Als wesentlich wird bei der dogmatischen Hermeneutik gewöhnlich der „applikative Aspekt“ herausgestellt – die Anwendungsbezogenheit. Sie besteht darin, dass eine dogmatische Auslegung nur ad hoc, d.h. zur Beantwortung bestimmter Fragen und zur Lösung von bestimmten Problemen (Glaubensfragen, Rechtsfällen, Übersetzungsaufgabe) eingesetzt wird. Durch die dogmatische Interpretation wird ein (institutionell gestützter) Textsinn so aufbereitet, dass er für die Anwendung auf praktische Fragen nutzbar wird. Gleichwohl sollte man auch hier genau zwischen der eigentlichen Interpretation und der Anwendung des dadurch gewonnenen Textsinnes auf die Probleme unterscheiden. Die Anwendung auf den Fall unterliegt ihrerseits nicht hermeneutischen, sondern logischen Regeln der Subsumption des Einzelnen und Besonderen (des Falles bzw. des Problems) unter das Allgemeine (des hermeneutisch festgestellten Textsinnes): Der festgestellte Textsinn liefert die logischen Prämissen für die schlußmäßige Deduktion einer Antwort auf die gestellten Fragen bzw. eines Urteils über den anstehenden Fall.

 

Die zetetische (forschende) Hermeneutik ist aus der dogmatischen entstanden. Sie beruht auf Kriterien, die sich – aus der Kritik an der dogmatischen Hermeneutik entwickelt – als Gegensätze dazu darstellen. Sie setzt voraus, dass grundsätzlich alles Textmaterial, darin eingeschlossen auch die dogmatischen Texte und darüber hinaus auch alle Arten von Kulturdokumenten, in ihren Gegenstandsbereich fallen können. Ebenso setzt sie voraus, daß alle Dokumentarten in ihrem Zeichenvorrat schon bestimmten Sinn und Bedeutung enthalten, den es in der jeweiligen Interpretation ‚auszuschöpfen’ und mittels der Interpretation wiederzugeben, zu rekon­struieren oder auch abzubilden gelte.[26] Kritisch-zetetische Einstellung wird dabei wesentlich in vorurteilsloser Offenheit und Unvoreingenommenheit gegenüber dem, was sich als Sinn der Texte zeigen soll, gesehen. Ihr Ziel ist daher auch die Erstellung von Interpretationen als Theorien, die diesen Sinn eindeutig, vollständig und adäquat  „abbilden“ bzw. „rekonstruieren“ oder (nach idealistischer Einstellung) überhaupt erst „konstruieren“ sollen.

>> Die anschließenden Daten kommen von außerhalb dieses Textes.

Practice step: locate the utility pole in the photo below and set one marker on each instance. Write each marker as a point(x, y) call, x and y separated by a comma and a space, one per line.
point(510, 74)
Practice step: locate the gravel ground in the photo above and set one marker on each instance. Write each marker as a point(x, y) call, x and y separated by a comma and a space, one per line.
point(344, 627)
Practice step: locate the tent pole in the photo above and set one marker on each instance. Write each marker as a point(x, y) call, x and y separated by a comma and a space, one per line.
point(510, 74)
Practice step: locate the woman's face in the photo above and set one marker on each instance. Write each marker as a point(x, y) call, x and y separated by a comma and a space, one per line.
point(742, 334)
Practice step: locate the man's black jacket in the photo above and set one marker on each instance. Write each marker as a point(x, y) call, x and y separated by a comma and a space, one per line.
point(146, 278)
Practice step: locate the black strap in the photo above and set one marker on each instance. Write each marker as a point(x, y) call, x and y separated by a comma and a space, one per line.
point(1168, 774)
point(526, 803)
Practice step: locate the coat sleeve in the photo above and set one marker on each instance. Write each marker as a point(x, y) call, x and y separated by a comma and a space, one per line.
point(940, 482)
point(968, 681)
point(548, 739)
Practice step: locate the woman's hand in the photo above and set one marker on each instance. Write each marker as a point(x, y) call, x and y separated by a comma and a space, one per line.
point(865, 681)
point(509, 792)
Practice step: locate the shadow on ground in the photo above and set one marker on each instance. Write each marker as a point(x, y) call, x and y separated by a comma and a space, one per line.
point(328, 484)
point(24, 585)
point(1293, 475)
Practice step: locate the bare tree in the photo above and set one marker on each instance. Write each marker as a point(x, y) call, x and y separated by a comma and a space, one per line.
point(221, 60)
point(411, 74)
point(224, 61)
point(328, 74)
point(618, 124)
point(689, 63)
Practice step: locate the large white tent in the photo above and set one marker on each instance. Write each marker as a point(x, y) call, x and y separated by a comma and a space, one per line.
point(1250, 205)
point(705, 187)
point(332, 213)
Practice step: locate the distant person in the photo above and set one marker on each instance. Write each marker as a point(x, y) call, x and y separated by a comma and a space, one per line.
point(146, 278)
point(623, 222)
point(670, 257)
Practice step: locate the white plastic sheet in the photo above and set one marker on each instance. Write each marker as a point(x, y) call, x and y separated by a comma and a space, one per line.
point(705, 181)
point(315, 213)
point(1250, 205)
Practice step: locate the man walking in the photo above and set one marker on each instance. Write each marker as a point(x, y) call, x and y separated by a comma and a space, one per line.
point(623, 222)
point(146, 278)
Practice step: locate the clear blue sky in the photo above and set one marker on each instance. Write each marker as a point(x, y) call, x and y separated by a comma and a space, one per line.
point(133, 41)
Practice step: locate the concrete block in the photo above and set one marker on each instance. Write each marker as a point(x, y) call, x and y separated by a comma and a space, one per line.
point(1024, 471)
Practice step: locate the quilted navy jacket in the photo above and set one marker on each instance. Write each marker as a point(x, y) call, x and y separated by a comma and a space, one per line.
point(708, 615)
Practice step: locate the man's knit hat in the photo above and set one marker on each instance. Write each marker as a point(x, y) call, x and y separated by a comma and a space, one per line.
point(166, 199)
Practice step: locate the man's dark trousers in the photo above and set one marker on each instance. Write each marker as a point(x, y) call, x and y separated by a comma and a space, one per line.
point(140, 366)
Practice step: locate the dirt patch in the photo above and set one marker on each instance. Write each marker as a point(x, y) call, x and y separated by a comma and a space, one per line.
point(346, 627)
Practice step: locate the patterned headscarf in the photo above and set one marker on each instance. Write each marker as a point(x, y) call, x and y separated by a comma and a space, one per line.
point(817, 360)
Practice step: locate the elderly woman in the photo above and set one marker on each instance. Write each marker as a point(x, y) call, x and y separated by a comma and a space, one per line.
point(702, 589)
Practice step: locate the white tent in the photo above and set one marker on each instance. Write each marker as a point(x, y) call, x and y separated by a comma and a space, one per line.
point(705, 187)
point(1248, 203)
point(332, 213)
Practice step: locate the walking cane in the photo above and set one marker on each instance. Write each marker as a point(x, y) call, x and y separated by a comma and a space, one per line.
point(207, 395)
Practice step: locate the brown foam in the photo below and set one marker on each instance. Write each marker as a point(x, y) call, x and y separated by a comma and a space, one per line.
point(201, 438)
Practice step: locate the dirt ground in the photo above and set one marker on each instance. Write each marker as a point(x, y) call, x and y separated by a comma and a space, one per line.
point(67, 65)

Als Kriterien der zetetischen Hermeneutik lassen sich herausstellen:

1. Sie ist als Methodendisziplin grundsätzlich interdisziplinär – im Gegensatz zur Fachgebundenheit der dogmatischen Hermeneutik. Das schließt nicht aus, dass spezielle Text- und Dokumentarten zum Gegen­standsbereich jeweils spezifischer Disziplinen gehören. Interdisziplinarität meint einerseits die „Universalität“ und ubiquitäre Anwendbarkeit der zetetisch-hermeneutischen Methodologie in grundsätzlich allen Disziplinen. Andererseits bedeutet sie auch, daß das zum zetetischen Verstehen notwendige Wissen grundsätzlich aus allen jeweils einschlägigen Disziplinen gleichsam zusammengeholt werden muß. Der zetetische Interpret muß in der Lage sein, auch über seine Fachgrenzen hinaus Vorwissen aufzunehmen und sich für seine Verstehensbemühung zunutze zu machen.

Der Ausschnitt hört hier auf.